After staining the brain samples, photographing thin slices and building three-dimensional digital reconstructions of 55,521 individual dendritic spines on 2,157 neurons, researchers used two statistical methods, one employing innovative machine learning, to see if any of 16 different spine morphology measurements correlated with any of 17 different measures of brain function, age and Alzheimer's disease neuropathology.

One of the brain function measures was episodic memory—the ability to remember everyday events and past personal experiences.

For neurons from the temporal cortex, researchers found that dendritic spine head diameter, but not the number of spines, improved the prediction of episodic memory in models containing β-amyloid plaque scores, neurofibrillary tangle pathology and sex.

Larger head diameters were associated with better episodic memory performance, supporting the emerging hypothesis that, in the temporal cortex, synaptic strength is more critical than quantity for memory in old age.

"Targeting pathways that maintain spine head diameter or synaptic strength, rather than pathways that maintain or generate new spines or synapses, could potentially yield greater therapeutic benefits for older adults in preclinical phases of Alzheimer's disease," Herskowitz said.

A dendrite is a branched extension from a neuron body that receives impulses from other neurons. Each dendrite can have thousands of small protrusions called spines.

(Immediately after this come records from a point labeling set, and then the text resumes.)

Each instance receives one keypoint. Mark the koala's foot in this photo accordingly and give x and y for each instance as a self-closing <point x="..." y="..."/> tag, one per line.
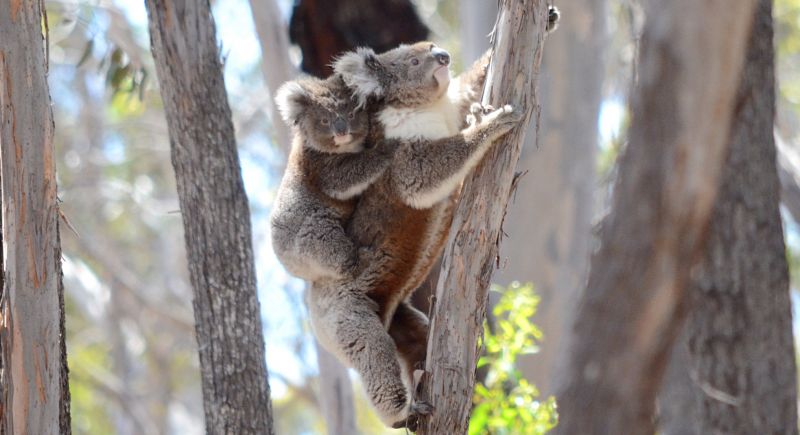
<point x="412" y="421"/>
<point x="553" y="15"/>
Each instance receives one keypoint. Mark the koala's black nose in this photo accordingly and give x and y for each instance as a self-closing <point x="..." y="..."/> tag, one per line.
<point x="441" y="56"/>
<point x="340" y="126"/>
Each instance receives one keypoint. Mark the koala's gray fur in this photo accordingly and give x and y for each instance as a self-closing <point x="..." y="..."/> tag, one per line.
<point x="328" y="166"/>
<point x="403" y="217"/>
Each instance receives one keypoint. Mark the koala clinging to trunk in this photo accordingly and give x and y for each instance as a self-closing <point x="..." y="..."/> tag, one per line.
<point x="404" y="216"/>
<point x="328" y="166"/>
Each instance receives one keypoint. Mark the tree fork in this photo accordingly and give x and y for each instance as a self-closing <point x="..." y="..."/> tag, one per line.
<point x="472" y="247"/>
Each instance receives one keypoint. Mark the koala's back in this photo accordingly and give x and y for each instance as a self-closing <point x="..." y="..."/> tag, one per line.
<point x="302" y="208"/>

The head of each spine can form a contact point called a synapse to receive an impulse sent from the axon of another neuron. Dendritic spines can rapidly change shape or volume while forming new synapses, part of the process called brain plasticity. Creating or eliminating synapses is a fundamental mechanism of brain function.

Collecting the tens of thousands of spine measurements took two and a half years. This painstaking work started in 2019 and continued through the COVID-19 pandemic, as UAB researchers worked under COVID restrictions, Herskowitz says.